Featuring: Billy McFarland, Ja Rule, Bella Hadid, Cameron Davison, Maria Konnikova, Austin Mills, Ava Turnquest, Matthew Burton Spector | Written by Lana Barkin, Jenner Furst, Jed Lipinski, Julia Willoughby Nason | Directed by Jenner Furst, Julia Willoughby Nason

fyre-fraud-poster

Concert promoters and rapper Ja Rule advertise a high-end festival experience that fails spectacularly when they don’t plan for the infrastructure to support the venue, artists and guests.

Fyre Fraud, directed by Jenner Furst and Julia Willoughby Nason, is the competitive documentary from HULU to highlight the Fyre Festival scandal with one monumental differentiation from the Netflix feature Fyre: The Festival the Never HappenedHULU have bagged an interview with the elusive culprit of events and architect of disaster himself, Billy McFarland!

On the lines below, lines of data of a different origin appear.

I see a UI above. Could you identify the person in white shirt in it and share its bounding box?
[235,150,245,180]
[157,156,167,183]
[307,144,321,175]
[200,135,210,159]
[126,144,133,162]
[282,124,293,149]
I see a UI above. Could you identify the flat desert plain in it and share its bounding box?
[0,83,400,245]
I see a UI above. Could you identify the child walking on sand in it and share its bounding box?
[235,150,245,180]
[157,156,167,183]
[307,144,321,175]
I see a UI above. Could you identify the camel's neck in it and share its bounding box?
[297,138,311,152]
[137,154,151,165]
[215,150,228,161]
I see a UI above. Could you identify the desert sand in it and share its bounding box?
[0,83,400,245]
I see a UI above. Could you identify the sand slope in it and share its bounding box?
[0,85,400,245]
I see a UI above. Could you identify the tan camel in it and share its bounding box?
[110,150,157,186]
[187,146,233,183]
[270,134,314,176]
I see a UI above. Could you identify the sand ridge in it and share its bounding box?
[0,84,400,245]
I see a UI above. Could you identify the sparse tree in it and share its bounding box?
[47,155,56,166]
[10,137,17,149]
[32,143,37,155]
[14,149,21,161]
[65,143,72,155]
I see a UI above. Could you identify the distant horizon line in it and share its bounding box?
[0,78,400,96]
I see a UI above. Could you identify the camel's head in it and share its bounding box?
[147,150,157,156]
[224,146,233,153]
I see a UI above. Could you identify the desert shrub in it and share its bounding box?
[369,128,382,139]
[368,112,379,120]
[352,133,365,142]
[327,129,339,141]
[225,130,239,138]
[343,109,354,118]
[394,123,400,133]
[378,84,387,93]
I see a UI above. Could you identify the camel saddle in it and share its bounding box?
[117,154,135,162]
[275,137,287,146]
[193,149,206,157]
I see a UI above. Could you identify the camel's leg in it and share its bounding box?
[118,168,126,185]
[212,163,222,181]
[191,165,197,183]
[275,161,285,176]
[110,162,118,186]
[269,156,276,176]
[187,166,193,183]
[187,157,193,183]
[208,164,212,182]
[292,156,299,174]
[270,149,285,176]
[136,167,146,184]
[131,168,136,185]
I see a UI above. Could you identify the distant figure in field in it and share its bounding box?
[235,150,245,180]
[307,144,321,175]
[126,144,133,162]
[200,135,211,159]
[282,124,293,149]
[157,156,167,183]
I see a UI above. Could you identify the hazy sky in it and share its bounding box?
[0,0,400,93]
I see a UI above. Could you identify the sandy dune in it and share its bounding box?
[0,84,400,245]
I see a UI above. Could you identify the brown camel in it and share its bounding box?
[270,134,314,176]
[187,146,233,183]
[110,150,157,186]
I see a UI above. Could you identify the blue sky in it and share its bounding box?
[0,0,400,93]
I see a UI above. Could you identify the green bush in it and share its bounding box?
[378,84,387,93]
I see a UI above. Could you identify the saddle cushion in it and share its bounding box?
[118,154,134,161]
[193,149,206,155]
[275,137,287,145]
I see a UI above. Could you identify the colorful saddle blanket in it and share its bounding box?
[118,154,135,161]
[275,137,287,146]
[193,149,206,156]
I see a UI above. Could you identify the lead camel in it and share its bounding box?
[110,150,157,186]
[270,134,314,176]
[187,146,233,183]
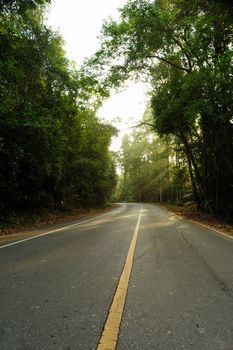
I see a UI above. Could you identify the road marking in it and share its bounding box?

While the comparisons to Netflix’s documentary are perhaps fair on the subject matter a lone it is unfair to suggest that these two separate documentaries are in any way rivals. In fact, a better description would be to state that these separate entities are perfect companion pieces that independently investigate two very distinctive angles on a multifaceted and layered controversy. Netflix’ documentary eyes a plastic indulgence of the glitz and glamour. Not necessarily glamourizing the controversy that followed but finds a certain off-putting gleam in its eye when highlighting the ridiculousness first world issues, ultimately finding lacklustre accountability.

HULU take a very different and far more accountable approach by looking at the legal side to the fallout. Not necessarily the large investment companies or enterprises but also the individual who put the little time and money they have into something that took away from them everything in the blink of an eye, with little to no reparations. It is a compelling narrative to behold as well as incredibly personal to hear the sheer criminality of the circumstances.

The interview with McFarland is somewhat divisive depending on your outlook on the situation. On one hand, it holds the perpetrator accountable for his actions and cuts deep with a sensible harshness. Yet on the other hand, somewhat glorifies and gives a pedestal for a criminal to stand up and excuse his behaviour. The latter of which is the wider grey area. Why give a man such as McFarland, who through his naivety and ignorance in crafting this disaster of a festival, has clearly voiced enough of his personality and disposition another chance for hollow forgiveness.

Fyre Fraud is available to watch on Hulu now.